Instagram got stupid; we got stupid; I'm not mis-remembering this
I recently went through my old posts on my mostly abandoned Insta account.
My Insta was always a modest bookstagram. About 10 years ago, I got max 100–200 hits per post, and comments were mostly from my irl friends, although New York literary agents and small press publishers I was interning with as a student also followed it. This was plenty for me; I was happy in my lil' book community.
Then reels became a thing, first making up a small percentage of my feed so that it wasn't immediately clear that Meta had decided my style of posting was out the door. My stats very abruptly tanked at one point, though, going from 3-digit 'likes' to only a handful of my closest friends liking my posts.
I found out that Insta was shadow banning people who posted pictures instead of reels, so my posts were no longer being seen. That was pretty much the end of Insta for me.
I hadn't looked at my old posts in awhile, but here's what I found:
Lengthy, detailed, thoughtful book reviews. Multiple paragraphs. I quoted excerpts from the books, author interviews, and other reviews. I just ran some of my captions through Microsoft Word, and I was writing these Instagram captions at a grade-12 reading level.

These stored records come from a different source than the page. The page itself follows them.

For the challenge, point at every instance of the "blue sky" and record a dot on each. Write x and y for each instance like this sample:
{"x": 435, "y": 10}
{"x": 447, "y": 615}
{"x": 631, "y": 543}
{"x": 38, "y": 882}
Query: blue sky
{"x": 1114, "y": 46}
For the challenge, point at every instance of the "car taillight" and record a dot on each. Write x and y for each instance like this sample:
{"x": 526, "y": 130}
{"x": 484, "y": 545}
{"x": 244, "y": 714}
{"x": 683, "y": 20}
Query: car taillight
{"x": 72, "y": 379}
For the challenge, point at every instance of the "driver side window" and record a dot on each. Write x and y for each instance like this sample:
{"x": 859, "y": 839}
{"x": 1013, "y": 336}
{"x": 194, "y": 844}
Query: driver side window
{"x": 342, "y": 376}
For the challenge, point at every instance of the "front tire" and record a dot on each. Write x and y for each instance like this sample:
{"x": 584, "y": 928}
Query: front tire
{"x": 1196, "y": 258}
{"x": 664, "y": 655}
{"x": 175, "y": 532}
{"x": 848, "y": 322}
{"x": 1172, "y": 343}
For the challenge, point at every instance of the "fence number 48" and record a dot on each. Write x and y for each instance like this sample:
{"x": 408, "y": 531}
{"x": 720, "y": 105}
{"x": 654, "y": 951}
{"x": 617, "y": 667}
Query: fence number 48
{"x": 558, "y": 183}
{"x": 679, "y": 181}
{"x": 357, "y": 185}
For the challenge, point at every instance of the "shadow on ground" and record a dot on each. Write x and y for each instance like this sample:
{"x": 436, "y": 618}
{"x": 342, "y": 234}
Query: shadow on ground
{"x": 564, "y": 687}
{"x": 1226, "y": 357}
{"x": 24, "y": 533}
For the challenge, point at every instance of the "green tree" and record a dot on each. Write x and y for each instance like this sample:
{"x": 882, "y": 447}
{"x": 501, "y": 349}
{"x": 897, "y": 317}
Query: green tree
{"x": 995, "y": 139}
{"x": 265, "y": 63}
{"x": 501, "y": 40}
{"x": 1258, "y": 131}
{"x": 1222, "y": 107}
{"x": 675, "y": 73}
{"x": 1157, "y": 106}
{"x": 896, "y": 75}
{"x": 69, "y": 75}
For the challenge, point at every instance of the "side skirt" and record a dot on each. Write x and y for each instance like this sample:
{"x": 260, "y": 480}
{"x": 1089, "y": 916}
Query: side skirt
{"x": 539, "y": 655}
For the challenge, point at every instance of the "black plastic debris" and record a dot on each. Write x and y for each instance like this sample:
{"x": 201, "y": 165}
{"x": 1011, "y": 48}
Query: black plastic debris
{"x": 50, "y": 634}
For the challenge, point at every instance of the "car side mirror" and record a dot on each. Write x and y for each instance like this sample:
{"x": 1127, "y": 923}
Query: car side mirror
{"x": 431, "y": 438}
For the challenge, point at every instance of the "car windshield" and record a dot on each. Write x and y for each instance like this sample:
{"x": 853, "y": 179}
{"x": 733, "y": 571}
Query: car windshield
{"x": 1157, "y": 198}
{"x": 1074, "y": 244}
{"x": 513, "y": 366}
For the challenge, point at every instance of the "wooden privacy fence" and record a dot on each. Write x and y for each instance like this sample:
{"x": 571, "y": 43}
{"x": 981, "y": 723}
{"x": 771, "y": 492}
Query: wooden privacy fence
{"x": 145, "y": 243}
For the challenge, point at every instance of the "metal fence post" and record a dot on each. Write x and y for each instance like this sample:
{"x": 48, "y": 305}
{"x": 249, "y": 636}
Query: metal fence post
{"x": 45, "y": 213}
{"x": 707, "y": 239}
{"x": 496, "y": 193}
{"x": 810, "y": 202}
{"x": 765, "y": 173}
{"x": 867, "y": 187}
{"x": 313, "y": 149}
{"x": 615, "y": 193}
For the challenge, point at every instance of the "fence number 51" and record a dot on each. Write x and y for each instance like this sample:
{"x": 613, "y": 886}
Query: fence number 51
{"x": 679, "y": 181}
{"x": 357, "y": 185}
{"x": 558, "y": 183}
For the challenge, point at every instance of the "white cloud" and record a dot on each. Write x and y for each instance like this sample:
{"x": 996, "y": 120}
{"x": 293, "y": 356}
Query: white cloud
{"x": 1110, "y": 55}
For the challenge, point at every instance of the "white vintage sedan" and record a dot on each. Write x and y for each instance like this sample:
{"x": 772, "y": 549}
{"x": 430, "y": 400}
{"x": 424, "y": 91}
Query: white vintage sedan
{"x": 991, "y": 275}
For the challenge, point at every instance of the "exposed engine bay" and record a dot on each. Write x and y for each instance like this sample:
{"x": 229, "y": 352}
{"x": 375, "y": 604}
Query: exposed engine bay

And they were getting engagement! When I asked for book recs, I got them. My friends liked my close readings of Kazuo Ishiguro. NYC literary agents were using this proof of me as a thinking human being to offer me a place in the professional book world.
I think I did not fully grasp the extent to which Meta intentionally barred intelligent discourse on its platforms until now. Disagree with me if you think otherwise, since I haven't engaged seriously with bookstagram in years now, but I just do not think that reels ever get anywhere close to the intelligence and depth of old-style bookstagram.
In-depth book reviews that you had to, you know, actually read* were replaced by people dancing and screaming at cameras.
*And which you had to actually write, which in and of itself was a great exercise for me as a reader, and which served as proof that the person discussing the book had actually read the book and wasn't just being paid to promote it.
The billionaire clapped his hands and said, "Dance, monkeys, dance!" And people all around the world put their words away and did it.